Fifteen years ago, Quiroga et al.1 discovered that the human brain possesses multimodal neurons. These neurons respond to clusters of abstract concepts centered around a common high-level theme, rather than any specific visual feature. The most famous of these was the “Halle Berry” neuron, a neuron featured in both Scientific American⁠ and The New York Times⁠, that responds to photographs, sketches, and the text “Halle Berry” (but not other names).
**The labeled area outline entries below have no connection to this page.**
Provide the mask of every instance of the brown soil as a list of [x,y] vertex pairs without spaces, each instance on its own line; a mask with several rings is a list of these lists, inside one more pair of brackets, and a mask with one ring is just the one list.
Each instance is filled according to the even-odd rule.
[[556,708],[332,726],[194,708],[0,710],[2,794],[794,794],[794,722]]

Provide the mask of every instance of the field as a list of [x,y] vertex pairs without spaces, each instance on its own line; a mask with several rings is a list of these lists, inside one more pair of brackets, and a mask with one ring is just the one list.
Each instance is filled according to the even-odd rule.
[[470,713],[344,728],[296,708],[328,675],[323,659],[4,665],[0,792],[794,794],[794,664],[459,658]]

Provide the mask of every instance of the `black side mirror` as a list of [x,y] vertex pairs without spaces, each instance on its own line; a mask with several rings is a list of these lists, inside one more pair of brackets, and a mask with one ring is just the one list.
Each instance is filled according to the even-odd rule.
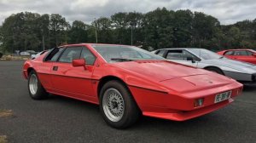
[[192,63],[195,63],[192,57],[187,57],[187,60],[190,60]]

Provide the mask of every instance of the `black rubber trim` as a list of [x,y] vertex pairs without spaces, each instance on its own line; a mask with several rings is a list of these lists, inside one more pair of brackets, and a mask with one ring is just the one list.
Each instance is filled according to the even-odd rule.
[[150,91],[154,91],[154,92],[159,92],[159,93],[162,93],[162,94],[168,94],[168,92],[166,92],[166,91],[156,90],[156,89],[152,89],[139,87],[139,86],[136,86],[136,85],[129,85],[128,84],[128,86],[133,87],[133,88],[137,88],[137,89],[146,89],[146,90],[150,90]]
[[80,78],[80,79],[100,81],[99,79],[95,79],[95,78],[85,78],[85,77],[80,77],[64,76],[64,75],[57,75],[57,74],[50,74],[50,73],[42,73],[42,72],[37,72],[37,73],[38,74],[44,74],[44,75],[52,75],[52,76],[72,77],[72,78]]

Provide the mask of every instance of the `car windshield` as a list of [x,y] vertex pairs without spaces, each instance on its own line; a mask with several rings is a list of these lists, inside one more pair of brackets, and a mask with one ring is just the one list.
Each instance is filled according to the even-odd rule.
[[221,59],[223,56],[205,49],[189,49],[189,51],[203,60]]
[[131,61],[139,60],[165,60],[144,49],[123,45],[92,45],[108,62]]

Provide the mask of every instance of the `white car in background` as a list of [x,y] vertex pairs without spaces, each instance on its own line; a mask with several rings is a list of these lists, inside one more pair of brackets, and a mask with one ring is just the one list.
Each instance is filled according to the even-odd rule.
[[246,85],[256,85],[256,66],[227,59],[205,49],[174,48],[152,51],[170,61],[203,68]]

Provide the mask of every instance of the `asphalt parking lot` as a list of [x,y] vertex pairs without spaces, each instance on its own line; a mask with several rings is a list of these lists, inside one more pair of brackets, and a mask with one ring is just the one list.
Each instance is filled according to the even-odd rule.
[[0,135],[9,142],[173,142],[255,143],[256,87],[225,108],[186,122],[143,117],[125,130],[110,128],[97,106],[61,96],[29,97],[21,77],[24,61],[0,61]]

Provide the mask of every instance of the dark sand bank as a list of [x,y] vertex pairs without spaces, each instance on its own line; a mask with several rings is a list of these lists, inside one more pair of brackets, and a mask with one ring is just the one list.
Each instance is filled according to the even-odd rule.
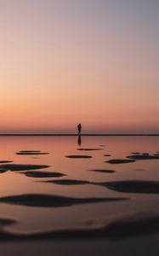
[[105,170],[105,169],[94,169],[89,170],[90,172],[103,172],[103,173],[114,173],[116,171],[114,170]]
[[6,225],[15,223],[12,219],[0,218],[0,241],[105,238],[116,241],[128,237],[159,233],[159,214],[149,212],[131,212],[105,219],[90,219],[81,228],[71,230],[15,233],[5,229]]
[[32,154],[49,154],[49,153],[45,153],[45,152],[17,152],[15,153],[16,154],[20,155],[32,155]]
[[6,169],[0,168],[0,173],[6,172],[7,171],[8,171],[8,170],[6,170]]
[[109,164],[128,164],[128,163],[133,163],[135,162],[135,160],[128,160],[128,159],[112,159],[108,161],[105,161],[105,163]]
[[92,184],[92,183],[85,180],[77,179],[59,179],[59,180],[48,180],[46,183],[54,183],[59,185],[82,185],[82,184]]
[[128,199],[121,197],[74,198],[39,194],[27,194],[0,197],[0,202],[35,207],[62,207],[79,204],[116,201],[123,200]]
[[149,154],[148,153],[145,153],[142,154],[133,154],[133,155],[128,155],[127,156],[129,159],[132,160],[159,160],[159,155],[156,154]]
[[22,174],[25,174],[27,177],[58,177],[65,176],[65,174],[60,173],[60,172],[38,172],[38,171],[28,171],[28,172],[20,172]]
[[110,189],[118,192],[159,194],[159,182],[145,180],[128,180],[102,183]]
[[0,168],[9,170],[9,171],[27,171],[27,170],[38,170],[50,167],[49,166],[40,166],[40,165],[1,165]]
[[77,150],[81,150],[81,151],[98,151],[98,150],[103,150],[103,148],[77,148]]
[[81,159],[85,159],[85,158],[92,158],[92,156],[91,155],[65,155],[65,157],[68,157],[68,158],[81,158]]

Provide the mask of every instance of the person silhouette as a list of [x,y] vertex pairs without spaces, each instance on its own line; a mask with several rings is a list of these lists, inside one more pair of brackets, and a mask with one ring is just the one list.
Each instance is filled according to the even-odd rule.
[[81,134],[81,130],[82,130],[82,125],[81,124],[77,125],[77,129],[78,129],[78,134]]
[[81,146],[81,144],[82,144],[82,139],[81,139],[81,135],[80,134],[78,135],[77,143],[78,143],[79,146]]

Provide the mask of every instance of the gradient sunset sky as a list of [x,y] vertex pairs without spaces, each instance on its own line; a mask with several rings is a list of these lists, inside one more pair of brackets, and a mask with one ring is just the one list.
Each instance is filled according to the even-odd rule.
[[158,0],[0,0],[0,133],[159,133]]

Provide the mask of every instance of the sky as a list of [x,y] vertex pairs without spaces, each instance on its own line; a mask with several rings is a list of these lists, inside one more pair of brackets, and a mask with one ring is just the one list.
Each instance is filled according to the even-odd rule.
[[0,133],[159,133],[158,0],[0,0]]

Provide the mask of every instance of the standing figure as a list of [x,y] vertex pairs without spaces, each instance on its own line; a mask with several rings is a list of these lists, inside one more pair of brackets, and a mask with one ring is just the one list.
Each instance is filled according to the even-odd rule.
[[82,130],[81,124],[78,124],[77,128],[78,128],[78,134],[81,134],[81,130]]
Two months ago, OpenAI announced CLIP⁠, a general-purpose vision system that matches the performance of a ResNet-50,2 but outperforms existing vision systems on some of the most challenging datasets. Each of these challenge datasets, ObjectNet, ImageNet Rendition, and ImageNet Sketch, stress tests the model’s robustness to not recognizing not just simple distortions or changes in lighting or pose, but also to complete abstraction and reconstruction—sketches, cartoons, and even statues of the objects.

Now, we’re releasing our discovery of the presence of multimodal neurons in CLIP. One such neuron, for example, is a “Spider-Man” neuron (bearing a remarkable resemblance to the “Halle Berry” neuron) that responds to an image of a spider, an image of the text “spider,” and the comic book character “Spider-Man” either in costume or illustrated.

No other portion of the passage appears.